Topological Sort §

Works only on Directed Acyclic Graphs.

Example §

You’re given a list of jobs that need to be completed. You’re also given a list of dependencies, where each job in the list is a dependency of the next job.

Return a list of jobs in a valid order (there may be more than one).

jobs = [1, 2, 3, 4]
deps = [[1, 2], [1, 3], [3, 2], [4, 2], [4, 3]]
 
output = [1, 4, 3, 2] or [4, 1, 3, 2]

This can be represented as a graph:

graph LR
	1 --> 2
	4 --> 2
	4 --> 3
	1 --> 3
	3 --> 2

Notice how 1 and 4 have no dependencies - they can be safely added to the list first.

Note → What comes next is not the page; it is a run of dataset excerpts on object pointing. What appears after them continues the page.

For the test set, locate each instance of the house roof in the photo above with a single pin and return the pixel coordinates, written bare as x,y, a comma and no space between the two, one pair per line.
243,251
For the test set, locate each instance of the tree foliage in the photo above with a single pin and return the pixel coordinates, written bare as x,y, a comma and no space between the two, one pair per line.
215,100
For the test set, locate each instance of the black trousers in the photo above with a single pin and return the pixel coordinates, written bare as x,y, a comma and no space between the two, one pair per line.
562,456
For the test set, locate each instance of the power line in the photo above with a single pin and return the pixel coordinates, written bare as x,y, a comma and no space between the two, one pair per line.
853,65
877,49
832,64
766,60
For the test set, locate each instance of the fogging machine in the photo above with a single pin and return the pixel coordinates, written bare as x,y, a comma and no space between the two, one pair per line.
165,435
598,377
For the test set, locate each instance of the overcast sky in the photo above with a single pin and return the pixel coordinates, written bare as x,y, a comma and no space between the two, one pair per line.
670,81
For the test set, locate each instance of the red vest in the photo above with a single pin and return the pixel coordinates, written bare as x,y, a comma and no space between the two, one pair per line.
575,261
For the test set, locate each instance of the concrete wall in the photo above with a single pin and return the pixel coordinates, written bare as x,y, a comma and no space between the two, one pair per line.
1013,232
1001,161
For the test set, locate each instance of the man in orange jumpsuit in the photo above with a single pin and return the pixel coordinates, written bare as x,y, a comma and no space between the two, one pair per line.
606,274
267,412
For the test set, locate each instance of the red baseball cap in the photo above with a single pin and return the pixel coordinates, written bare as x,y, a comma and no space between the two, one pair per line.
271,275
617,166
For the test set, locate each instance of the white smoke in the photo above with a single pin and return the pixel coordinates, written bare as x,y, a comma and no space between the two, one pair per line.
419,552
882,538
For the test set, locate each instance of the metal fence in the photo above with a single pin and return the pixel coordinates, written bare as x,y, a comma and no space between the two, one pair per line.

Solution - $O(j+d)$, e.g. $O(v+e)$ §

1. Iterate over all the edges in the input and create an adjacency list and also a map of node v/s in-degree.
2. Initialize a queue, Q to keep a track of all the nodes in the graph with 0 in-degree.
3. Add all the nodes with 0 in-degree to Q.
4. The following steps are to be done until the Q becomes empty.
   1. Pop a node from the Q. Let’s call this node, N.
   2. For all the neighbors of this node, N, reduce their in-degree by 1. If any of the nodes’ in-degree reaches 0, add it to the Q.
   3. Add the node N to the list maintaining topologically sorted order.
   4. Continue from step 4.1.

fun findOrder(numCourses: Int, prerequisites: Array<IntArray>): IntArray {
 
    val adjacencyList = mutableMapOf<Int, MutableList<Int>>()
    val inDegree = IntArray(numCourses) { 0 }
    val topologicalOrder = IntArray(numCourses) { 0 }
 
    prerequisites.forEach { prerequisite ->
        val destination = prerequisite[0]
        val source = prerequisite[1]
 
        val list = adjacencyList.getOrDefault(source, mutableListOf())
        list.add(destination)
        adjacencyList[source] = list
 
        inDegree[destination] += 1
    }
 
    val queue = LinkedList<Int>()
 
    for (index in 0 until numCourses) {
        if (inDegree[index] == 0) {
            queue.add(index)
        }
    }
 
    var i = 0
    while (queue.isNotEmpty()) {
        val node = queue.remove()
        topologicalOrder[i++] = node
 
        if (adjacencyList.contains(node)) {
            adjacencyList[node]!!.forEach { neighbour ->
                inDegree[neighbour] -= 1
 
                if (inDegree[neighbour] == 0) {
                    queue.add(neighbour)
                }
            }
        }
    }
 
    return when (i) {
        numCourses -> topologicalOrder
        else -> intArrayOf()
    }
}